Noting that monetary and fiscal policies will need be complementary, Mr Heng described the easing move by the MAS as “absolutely a correct one” that looks at how to maintain price stability and the conditions for longer-term growth.
However, the “firepower” for managing the economic fallout from COVID-19 “has to be fiscal policy”, he said.
He added that the Government will also have to look at structural policies with the world economy set to go through many changes and become “very different” after COVID-19.
READ: Singapore’s ‘bazooka’ stimulus to cushion COVID-19 pain, but recession still on the cards: Economists
READ: MAS eases monetary policy as economy reels from impact of COVID-19
Citing the ongoing work by the Future Economy Council to transform the Singapore economy, Mr Heng said: “Even as we stabilise our economy … we must also look to the future and aim to emerge better, stronger.
With the latest easing move likely to weaken the local currency, Mr Heng was asked at what point a weaker Singapore dollar would become a problem given that the country is a major importer.
He replied that Singapore has been operating an exchange rate-based monetary policy for many years now and during previous crises such as the Asian Financial Crisis in 1998 and the global financial crisis in 2009.
“I’m confident we will have what it takes to guide this policy correctly, to the right level that will be important to stabilise the economy and to enable the efficient allocation of resources in the economy,” he said.
With the pandemic being an “unprecedented” crisis and uncertainty about how it could continue to evolve, Mr Heng also reiterated that the Government is “prepared to do even more if the situation warrants it”.
TIMING OF GENERAL ELECTION
During the interview, Mr Heng was also asked about the timing of the next General Election, which must be held by April 2021.

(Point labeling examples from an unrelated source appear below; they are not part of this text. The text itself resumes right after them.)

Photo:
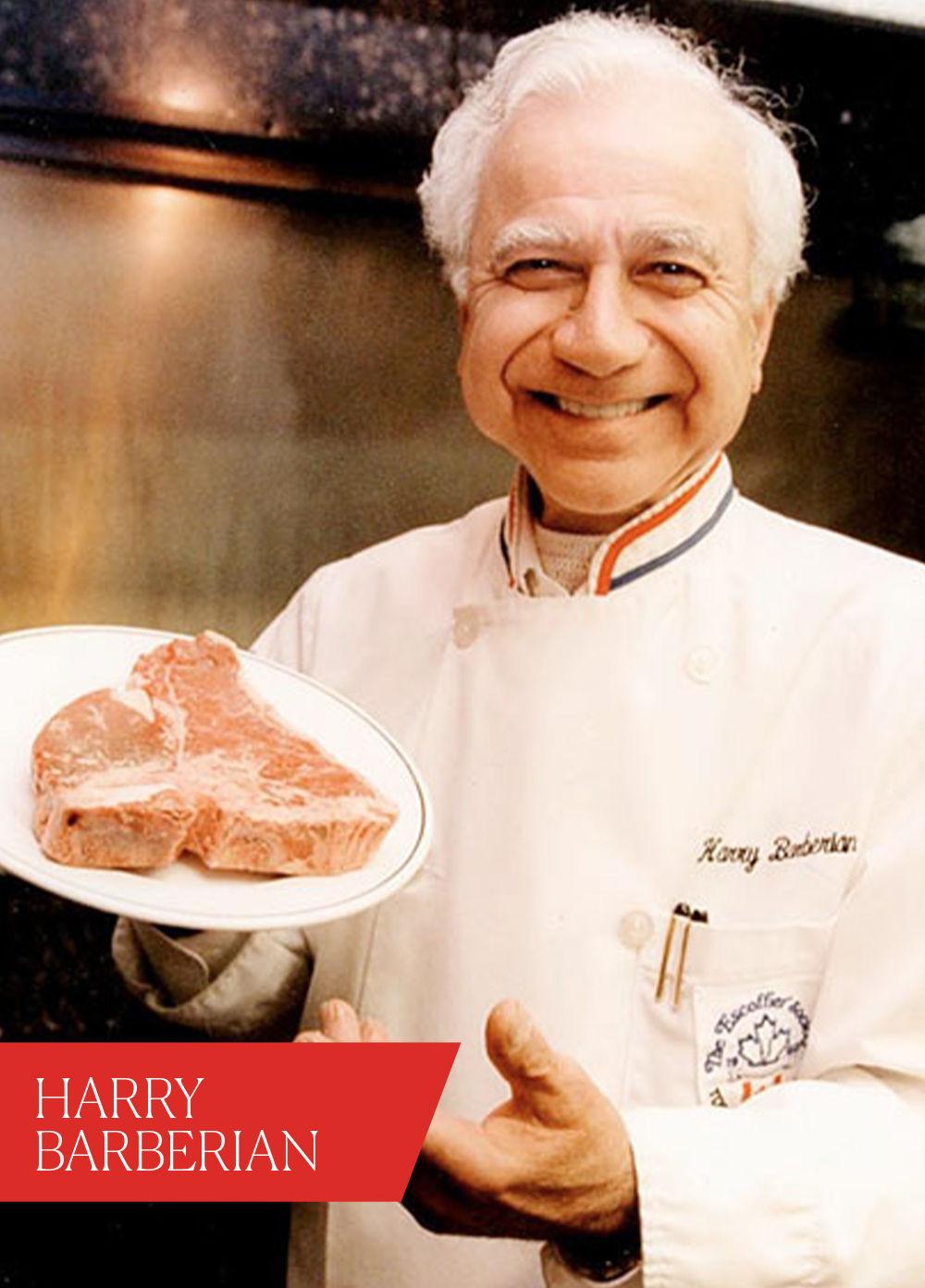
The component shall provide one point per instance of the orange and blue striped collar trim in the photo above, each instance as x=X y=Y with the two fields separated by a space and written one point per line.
x=646 y=543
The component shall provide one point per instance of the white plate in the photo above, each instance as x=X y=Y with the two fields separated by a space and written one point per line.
x=43 y=670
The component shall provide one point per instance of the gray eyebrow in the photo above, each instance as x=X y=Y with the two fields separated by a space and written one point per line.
x=531 y=235
x=684 y=239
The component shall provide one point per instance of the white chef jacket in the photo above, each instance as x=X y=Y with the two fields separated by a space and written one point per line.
x=732 y=718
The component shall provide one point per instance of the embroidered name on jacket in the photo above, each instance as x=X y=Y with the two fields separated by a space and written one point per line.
x=715 y=849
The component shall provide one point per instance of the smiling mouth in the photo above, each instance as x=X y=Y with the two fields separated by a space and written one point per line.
x=599 y=411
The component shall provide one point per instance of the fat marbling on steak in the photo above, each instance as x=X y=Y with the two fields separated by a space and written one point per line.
x=187 y=759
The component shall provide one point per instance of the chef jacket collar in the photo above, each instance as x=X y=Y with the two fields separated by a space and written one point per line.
x=646 y=543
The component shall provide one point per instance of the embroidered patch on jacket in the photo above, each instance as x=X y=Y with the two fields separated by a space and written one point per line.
x=750 y=1041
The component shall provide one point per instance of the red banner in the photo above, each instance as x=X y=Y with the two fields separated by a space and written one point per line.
x=218 y=1121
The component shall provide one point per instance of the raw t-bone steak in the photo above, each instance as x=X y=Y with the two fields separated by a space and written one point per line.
x=187 y=760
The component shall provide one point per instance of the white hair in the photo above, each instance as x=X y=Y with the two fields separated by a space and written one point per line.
x=590 y=51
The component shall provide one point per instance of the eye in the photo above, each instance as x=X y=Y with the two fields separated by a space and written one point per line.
x=674 y=276
x=540 y=272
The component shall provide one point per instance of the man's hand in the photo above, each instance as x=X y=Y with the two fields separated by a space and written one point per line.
x=553 y=1162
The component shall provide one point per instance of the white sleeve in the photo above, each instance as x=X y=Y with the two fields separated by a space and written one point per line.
x=822 y=1180
x=222 y=983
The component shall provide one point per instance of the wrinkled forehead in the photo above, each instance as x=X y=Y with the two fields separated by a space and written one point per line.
x=678 y=144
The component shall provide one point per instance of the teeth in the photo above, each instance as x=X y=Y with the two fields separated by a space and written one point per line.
x=603 y=411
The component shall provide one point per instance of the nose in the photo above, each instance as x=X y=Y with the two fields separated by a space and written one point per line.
x=602 y=334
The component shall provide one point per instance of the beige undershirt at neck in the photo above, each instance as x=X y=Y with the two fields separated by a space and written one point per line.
x=566 y=557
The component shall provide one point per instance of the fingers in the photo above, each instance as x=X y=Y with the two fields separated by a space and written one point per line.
x=339 y=1020
x=460 y=1150
x=517 y=1048
x=340 y=1023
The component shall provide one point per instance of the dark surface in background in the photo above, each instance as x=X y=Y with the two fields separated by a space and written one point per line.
x=352 y=92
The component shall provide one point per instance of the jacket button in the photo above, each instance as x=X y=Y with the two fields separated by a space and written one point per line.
x=466 y=625
x=701 y=664
x=635 y=927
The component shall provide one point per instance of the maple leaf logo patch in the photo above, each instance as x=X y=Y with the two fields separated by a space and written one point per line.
x=764 y=1045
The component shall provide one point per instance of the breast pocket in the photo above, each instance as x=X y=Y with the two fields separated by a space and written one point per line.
x=740 y=1022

Last week, Senior Minister Teo Chee Hean told Parliament that based on advice from the Attorney-General’s Chambers, to “delay an election beyond the required date in such a manner is unconstitutional”.
The only circumstances in which the elections can be put off is when a state of emergency has been declared.

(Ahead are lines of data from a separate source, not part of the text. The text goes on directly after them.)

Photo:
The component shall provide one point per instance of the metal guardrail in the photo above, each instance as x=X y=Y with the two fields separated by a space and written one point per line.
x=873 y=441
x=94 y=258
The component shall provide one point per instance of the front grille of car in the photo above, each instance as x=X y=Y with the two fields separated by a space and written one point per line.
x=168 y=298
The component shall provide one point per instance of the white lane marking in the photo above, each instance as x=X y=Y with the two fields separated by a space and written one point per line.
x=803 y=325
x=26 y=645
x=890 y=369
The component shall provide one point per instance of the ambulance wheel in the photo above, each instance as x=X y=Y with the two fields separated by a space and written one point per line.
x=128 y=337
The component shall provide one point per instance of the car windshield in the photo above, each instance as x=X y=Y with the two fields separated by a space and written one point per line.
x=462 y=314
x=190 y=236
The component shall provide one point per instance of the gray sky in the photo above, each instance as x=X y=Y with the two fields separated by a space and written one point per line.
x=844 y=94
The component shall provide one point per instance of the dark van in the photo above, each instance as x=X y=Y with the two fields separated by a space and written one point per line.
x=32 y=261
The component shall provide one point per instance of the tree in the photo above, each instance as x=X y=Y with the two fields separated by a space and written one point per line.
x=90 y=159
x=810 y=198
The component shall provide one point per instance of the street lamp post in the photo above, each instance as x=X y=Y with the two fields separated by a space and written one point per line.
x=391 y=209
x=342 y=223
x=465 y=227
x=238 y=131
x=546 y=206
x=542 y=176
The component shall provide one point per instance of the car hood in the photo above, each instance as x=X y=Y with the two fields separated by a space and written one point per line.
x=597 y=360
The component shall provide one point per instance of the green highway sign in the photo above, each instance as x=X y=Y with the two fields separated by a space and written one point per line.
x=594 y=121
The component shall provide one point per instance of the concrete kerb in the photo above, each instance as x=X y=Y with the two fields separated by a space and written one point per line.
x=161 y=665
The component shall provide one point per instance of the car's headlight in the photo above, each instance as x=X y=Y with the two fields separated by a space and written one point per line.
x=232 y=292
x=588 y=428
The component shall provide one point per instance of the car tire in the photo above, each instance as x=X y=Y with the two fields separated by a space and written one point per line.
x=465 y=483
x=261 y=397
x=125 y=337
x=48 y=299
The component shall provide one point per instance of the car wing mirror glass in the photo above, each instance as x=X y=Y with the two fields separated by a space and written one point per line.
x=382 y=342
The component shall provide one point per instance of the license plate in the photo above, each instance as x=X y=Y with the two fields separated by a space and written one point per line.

READ: Unconstitutional to delay General Election and have president form caretaker government: Teo Chee Hean
READ: No decision yet on General Election amid COVID-19 outbreak, says PM Lee
Prime Minister Lee Hsien Loong had also said that planning an election amid the COVID-19 outbreak is a “very difficult decision” and the decision had not yet been made.

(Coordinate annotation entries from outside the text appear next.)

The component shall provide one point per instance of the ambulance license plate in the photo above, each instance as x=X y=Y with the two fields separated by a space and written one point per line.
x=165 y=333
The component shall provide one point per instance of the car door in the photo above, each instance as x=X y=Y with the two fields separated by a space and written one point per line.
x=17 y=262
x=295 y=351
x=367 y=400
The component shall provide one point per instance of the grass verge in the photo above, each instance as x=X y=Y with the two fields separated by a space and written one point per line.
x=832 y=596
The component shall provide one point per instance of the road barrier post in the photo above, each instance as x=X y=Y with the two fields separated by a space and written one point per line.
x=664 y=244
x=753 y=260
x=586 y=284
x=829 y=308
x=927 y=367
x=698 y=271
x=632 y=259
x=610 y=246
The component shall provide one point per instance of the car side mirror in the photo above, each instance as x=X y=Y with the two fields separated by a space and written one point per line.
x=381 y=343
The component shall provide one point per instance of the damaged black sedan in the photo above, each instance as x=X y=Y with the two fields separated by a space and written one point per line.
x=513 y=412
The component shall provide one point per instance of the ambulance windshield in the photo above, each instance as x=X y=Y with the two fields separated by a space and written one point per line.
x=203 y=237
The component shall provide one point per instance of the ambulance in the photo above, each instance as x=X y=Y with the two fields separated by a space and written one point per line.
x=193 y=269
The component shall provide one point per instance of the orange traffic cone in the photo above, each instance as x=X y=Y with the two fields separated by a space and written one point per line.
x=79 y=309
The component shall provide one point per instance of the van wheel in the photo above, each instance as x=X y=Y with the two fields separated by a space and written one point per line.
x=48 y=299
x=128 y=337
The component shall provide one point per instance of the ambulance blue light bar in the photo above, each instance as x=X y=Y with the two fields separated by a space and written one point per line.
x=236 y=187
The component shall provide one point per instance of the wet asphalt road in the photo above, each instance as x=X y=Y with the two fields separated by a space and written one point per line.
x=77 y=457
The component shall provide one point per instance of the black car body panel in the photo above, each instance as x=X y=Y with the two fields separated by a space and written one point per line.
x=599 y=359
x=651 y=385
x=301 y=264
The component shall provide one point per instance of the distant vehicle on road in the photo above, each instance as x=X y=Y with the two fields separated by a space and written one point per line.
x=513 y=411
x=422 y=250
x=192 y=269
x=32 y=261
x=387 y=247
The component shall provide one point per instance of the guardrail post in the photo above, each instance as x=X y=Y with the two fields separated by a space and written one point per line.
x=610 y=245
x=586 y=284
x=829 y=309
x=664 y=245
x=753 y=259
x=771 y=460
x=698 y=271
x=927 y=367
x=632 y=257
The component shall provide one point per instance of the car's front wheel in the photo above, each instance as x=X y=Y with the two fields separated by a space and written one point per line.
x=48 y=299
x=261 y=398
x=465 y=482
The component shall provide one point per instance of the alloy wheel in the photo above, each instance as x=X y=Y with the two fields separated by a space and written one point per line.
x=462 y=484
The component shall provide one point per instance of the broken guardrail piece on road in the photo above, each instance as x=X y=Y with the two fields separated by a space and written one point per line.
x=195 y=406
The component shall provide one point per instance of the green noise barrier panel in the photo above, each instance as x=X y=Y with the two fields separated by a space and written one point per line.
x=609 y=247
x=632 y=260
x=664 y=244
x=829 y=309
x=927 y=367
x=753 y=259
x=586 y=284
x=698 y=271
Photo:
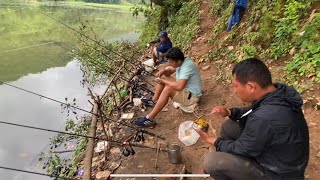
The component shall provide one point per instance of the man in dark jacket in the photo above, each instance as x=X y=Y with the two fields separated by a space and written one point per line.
x=269 y=139
x=163 y=45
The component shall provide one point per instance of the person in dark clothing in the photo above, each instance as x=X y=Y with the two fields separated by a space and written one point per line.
x=269 y=139
x=162 y=46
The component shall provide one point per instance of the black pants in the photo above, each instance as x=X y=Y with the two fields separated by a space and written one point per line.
x=226 y=166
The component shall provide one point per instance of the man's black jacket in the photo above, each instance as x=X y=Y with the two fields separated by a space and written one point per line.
x=275 y=133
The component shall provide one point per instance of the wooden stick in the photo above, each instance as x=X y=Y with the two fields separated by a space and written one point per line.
x=183 y=171
x=90 y=145
x=156 y=163
x=112 y=79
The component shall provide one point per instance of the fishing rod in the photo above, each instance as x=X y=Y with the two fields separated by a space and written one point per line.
x=78 y=135
x=69 y=105
x=97 y=42
x=37 y=173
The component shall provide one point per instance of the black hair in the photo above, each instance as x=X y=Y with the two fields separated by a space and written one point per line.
x=175 y=54
x=252 y=69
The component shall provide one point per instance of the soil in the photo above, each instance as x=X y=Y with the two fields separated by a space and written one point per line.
x=214 y=93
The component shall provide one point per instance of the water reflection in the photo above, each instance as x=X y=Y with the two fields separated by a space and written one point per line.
x=19 y=147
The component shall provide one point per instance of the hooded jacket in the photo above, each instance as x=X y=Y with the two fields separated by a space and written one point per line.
x=274 y=132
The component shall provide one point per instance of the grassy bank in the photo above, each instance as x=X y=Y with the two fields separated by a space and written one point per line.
x=70 y=4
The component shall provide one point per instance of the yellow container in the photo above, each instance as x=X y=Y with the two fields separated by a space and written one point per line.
x=201 y=123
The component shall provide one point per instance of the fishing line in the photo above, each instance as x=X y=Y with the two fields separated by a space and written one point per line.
x=69 y=105
x=77 y=135
x=26 y=47
x=33 y=172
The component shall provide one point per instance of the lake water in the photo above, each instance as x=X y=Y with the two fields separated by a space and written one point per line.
x=31 y=58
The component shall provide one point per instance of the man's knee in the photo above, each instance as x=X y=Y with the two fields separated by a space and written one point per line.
x=230 y=129
x=217 y=164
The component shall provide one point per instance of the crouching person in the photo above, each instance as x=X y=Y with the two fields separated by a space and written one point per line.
x=269 y=139
x=184 y=89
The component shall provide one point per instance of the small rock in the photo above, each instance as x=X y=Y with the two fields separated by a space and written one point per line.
x=115 y=151
x=292 y=51
x=312 y=124
x=230 y=48
x=206 y=67
x=115 y=165
x=103 y=175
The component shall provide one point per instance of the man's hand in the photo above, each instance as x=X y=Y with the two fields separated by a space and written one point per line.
x=160 y=73
x=206 y=137
x=222 y=111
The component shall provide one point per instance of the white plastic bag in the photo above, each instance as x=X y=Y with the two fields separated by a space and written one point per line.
x=187 y=135
x=187 y=109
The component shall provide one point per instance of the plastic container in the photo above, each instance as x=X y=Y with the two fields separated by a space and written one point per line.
x=174 y=153
x=187 y=135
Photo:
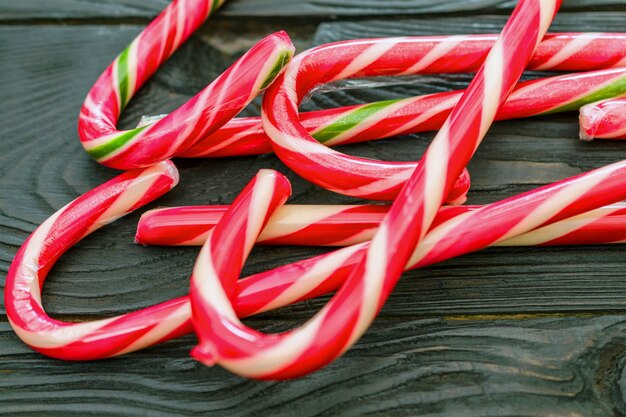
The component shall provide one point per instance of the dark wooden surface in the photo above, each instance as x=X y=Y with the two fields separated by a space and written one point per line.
x=504 y=332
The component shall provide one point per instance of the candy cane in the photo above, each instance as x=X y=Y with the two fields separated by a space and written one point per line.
x=200 y=116
x=603 y=120
x=338 y=225
x=54 y=237
x=359 y=177
x=280 y=286
x=227 y=341
x=340 y=126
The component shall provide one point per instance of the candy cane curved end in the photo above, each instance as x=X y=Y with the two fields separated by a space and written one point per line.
x=206 y=112
x=33 y=261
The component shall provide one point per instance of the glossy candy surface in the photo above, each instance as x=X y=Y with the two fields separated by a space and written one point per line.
x=247 y=352
x=200 y=116
x=603 y=120
x=336 y=225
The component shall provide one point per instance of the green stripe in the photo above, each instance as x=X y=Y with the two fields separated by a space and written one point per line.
x=122 y=76
x=114 y=144
x=351 y=120
x=282 y=60
x=615 y=89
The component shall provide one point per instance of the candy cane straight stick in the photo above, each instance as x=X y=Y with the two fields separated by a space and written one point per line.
x=200 y=116
x=336 y=225
x=270 y=289
x=341 y=126
x=225 y=340
x=603 y=120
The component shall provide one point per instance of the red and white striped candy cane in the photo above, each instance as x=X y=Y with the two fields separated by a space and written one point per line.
x=531 y=218
x=287 y=284
x=200 y=116
x=337 y=225
x=227 y=341
x=55 y=236
x=603 y=120
x=358 y=177
x=340 y=126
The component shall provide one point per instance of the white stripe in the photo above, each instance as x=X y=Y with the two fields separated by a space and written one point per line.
x=209 y=286
x=439 y=51
x=271 y=360
x=290 y=219
x=367 y=123
x=559 y=229
x=128 y=198
x=373 y=279
x=492 y=92
x=366 y=58
x=436 y=160
x=131 y=69
x=180 y=23
x=262 y=193
x=556 y=203
x=573 y=47
x=165 y=327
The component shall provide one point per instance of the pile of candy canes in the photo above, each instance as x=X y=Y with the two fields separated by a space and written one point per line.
x=379 y=242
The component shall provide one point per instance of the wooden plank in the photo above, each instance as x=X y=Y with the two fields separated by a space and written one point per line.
x=118 y=9
x=419 y=367
x=489 y=334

In his response to CNBC, Mr Heng said fighting the novel coronavirus remains the Government’s “number one job”.
Various epidemiologists and infectious diseases experts have painted out three possible scenarios, he said.
The first is that the virus gets contained very quickly – a scenario that experts think is unlikely.
The second possibility is for “different parts of the world (to be) on different parts of the infection curve”.
The third scenario is that COVID-19 “becomes a worse pandemic” around the world. Noting how COVID-19 has placed “very good healthcare systems” in countries such as China, Europe and America under “great strain”, a spread to countries with less advanced healthcare systems will have a significant impact on the world, he said.
“So we are looking at a very uncertain state of the world,” said Mr Heng. “That is going to affect the economy and a whole range of activities. I think the challenges here will be quite significant.”
“The Prime Minister has indicated that he is considering different factors and he has set out his considerations quite clearly,” he added.
“He has said that he has not decided, so we will have to continue to monitor and see what is the best thing to do, for Singapore and Singaporeans.”